Late adulthood is one of eight stages in Erik Erikson’s theory of psychosocial development. It is the last stage in a person’s life- after the age of 65 until death.

Increased age is associated with greater maturity and well-being. The psychosocial crisis is considered to be Ego Integrity versus Despair. To solve this crisis, individuals ask the questions: “Have I lived a full life?”, or “Was my life worth it?” People reflect on their lives, and deem themselves both as worthy and successful (leading to integrity), or as unfulfilled and disappointed (leading to despair).

The developmental task is retrospection (looking back at one’s life and remembering past experiences and accomplishments). They should be able to cope with good choices and memories, and ones they regret, or are angry about. If they can accomplish this task, it can lead to renunciation and wisdom.

Physical changes

Aging in body systems varies with each person according mostly to lifestyle and genes.

Aging: “To make old; cause to grow or seem old.” (Dictionary.com)
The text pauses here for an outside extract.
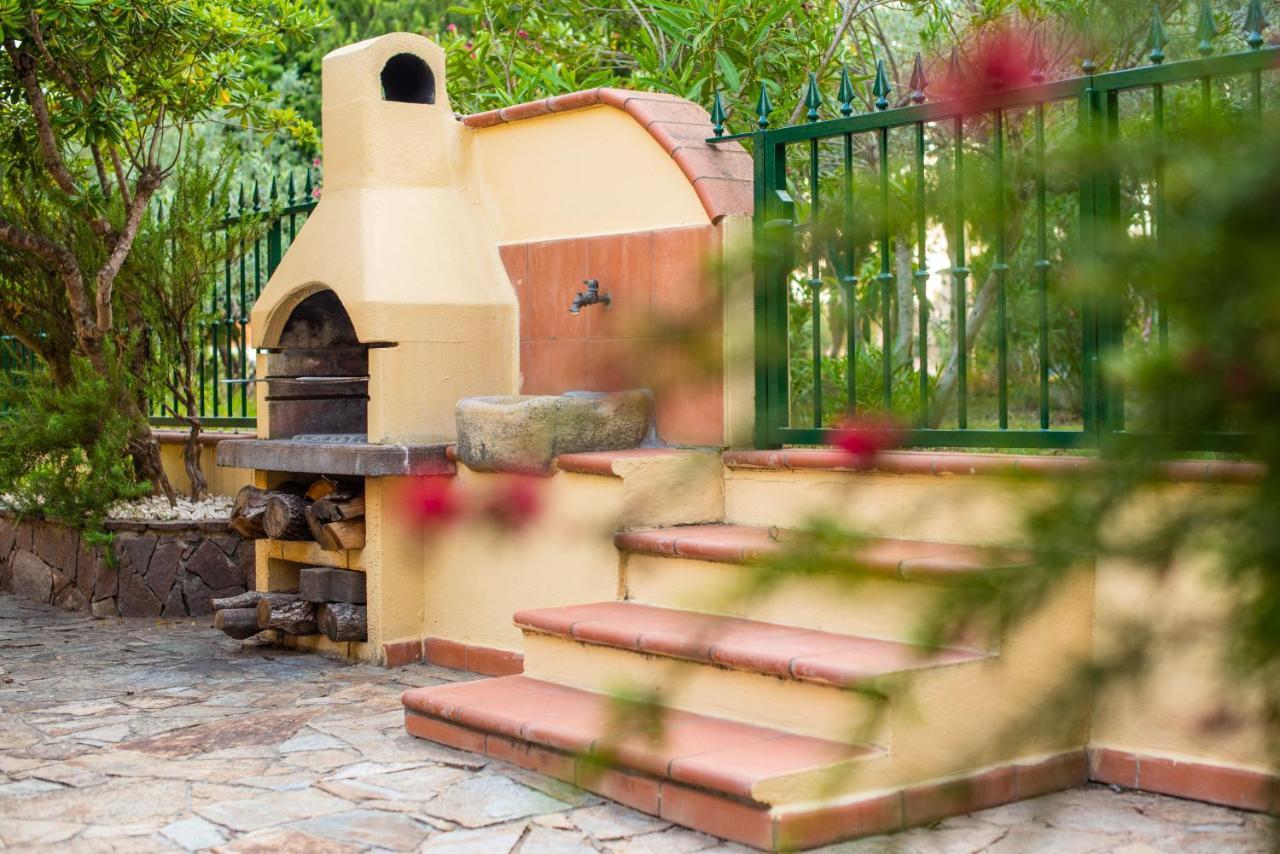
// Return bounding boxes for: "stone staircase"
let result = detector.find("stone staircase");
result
[404,452,1092,850]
We can differentiate two types of aging:

● Primary aging- biological aging that occurs even if a person is in good health ● Secondary aging- aging that is affected by hereditary defects, lack of exercise, poor nutrition, stress, or diseases Health generally declines in late adulthood, leading to many disorders, and illnesses. Organs begin to show reduced efficiency, and the body is not able to work at full capacity. Specifically, these physical changes can also include:

● The heart becoming more susceptible to diseases
● Sensory problems (hearing, taste, sight)
● An inability to control movements (arthritis, Parkinson’s, etc.) ● Height decreasing slightly, because of changes in the vertebrae column ● Chronic diseases (cancer, stroke, etc.)
● Sleep apnea and insomnia- risk of an inability for the body to fully regenerate at night Because of the suppressed immune system, older persons are susceptible to many health problems. They need more medical attention and coverage than those who are younger. On average, those older than 65 spend more than 4 times as much on health care compared to those of other life stages. Chronic conditions are very common: 48 percent suffer from arthritis, 37 percent experience hypertension, 30 percent have heart disease, and 30 percent are hearing impaired.

Cognitive changes

In late adulthood, response speeds decline (slower thinking, and delayed reactions). Older persons have troubles thinking clearly, and focusing on one task, because of poor memory.
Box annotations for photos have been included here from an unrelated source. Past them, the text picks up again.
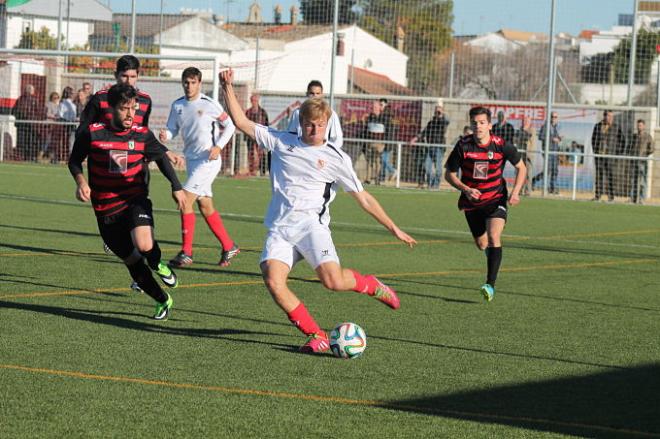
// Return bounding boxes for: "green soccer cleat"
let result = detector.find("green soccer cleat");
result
[154,293,174,321]
[479,284,495,302]
[156,262,179,288]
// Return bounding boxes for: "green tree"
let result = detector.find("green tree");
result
[16,26,57,50]
[613,29,660,84]
[300,0,356,24]
[359,0,454,94]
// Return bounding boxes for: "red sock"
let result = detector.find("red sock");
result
[204,210,234,251]
[351,270,378,296]
[181,213,195,256]
[287,302,323,335]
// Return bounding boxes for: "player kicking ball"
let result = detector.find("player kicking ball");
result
[445,107,527,302]
[69,84,185,320]
[220,70,417,353]
[158,67,240,267]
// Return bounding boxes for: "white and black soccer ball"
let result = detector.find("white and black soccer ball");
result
[330,322,367,359]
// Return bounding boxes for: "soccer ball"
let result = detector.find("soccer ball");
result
[330,322,367,359]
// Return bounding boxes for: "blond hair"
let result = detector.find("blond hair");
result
[299,98,332,125]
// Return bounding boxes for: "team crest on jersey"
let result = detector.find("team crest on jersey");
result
[472,162,488,180]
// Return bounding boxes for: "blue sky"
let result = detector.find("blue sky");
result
[107,0,634,35]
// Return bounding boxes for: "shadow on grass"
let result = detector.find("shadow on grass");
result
[383,363,660,438]
[369,333,625,369]
[0,300,291,349]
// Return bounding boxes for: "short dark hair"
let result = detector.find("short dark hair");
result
[115,55,140,73]
[108,84,137,108]
[62,85,73,99]
[470,107,491,122]
[181,67,202,82]
[307,79,323,91]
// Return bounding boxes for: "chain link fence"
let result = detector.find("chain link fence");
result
[0,0,660,202]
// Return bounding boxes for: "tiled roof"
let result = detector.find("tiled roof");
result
[222,22,354,42]
[94,14,196,38]
[348,67,414,96]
One way for elderly people to cope with loss of cognitive strength is through “selective optimization with compensation”-- narrowing their goals and choosing personally valued activities that stimulate their minds and provide them with mental energy. For example, if an elderly woman was a teacher in her younger days, and enjoys teaching, she might try narrowing her goals by only teaching once a week to a certain group of students (=optimization). She would also compensate for her lack of strength and energy in classes by teaching smaller groups and not walking as much, or talking as loudly.

Memory

Memory failure increases as people age. They lose the ability to find context, leading to confusion. Deliberate recalling of information is not as reliable, but implicit memory (remembering things without conscious awareness) usually stays more intact with aging.

Language

People in late adulthood have troubles with language processing. They have difficulties seeing patterns, and finding the right words to use and remembering when to use them. Learning a new language is especially challenging. Sentence structure is not as clear; they often hesitate while speaking; finding the right words can sometimes take a while. Speech is generally slower, as they gather their thoughts, and try to recall the right names and words.

Wisdom...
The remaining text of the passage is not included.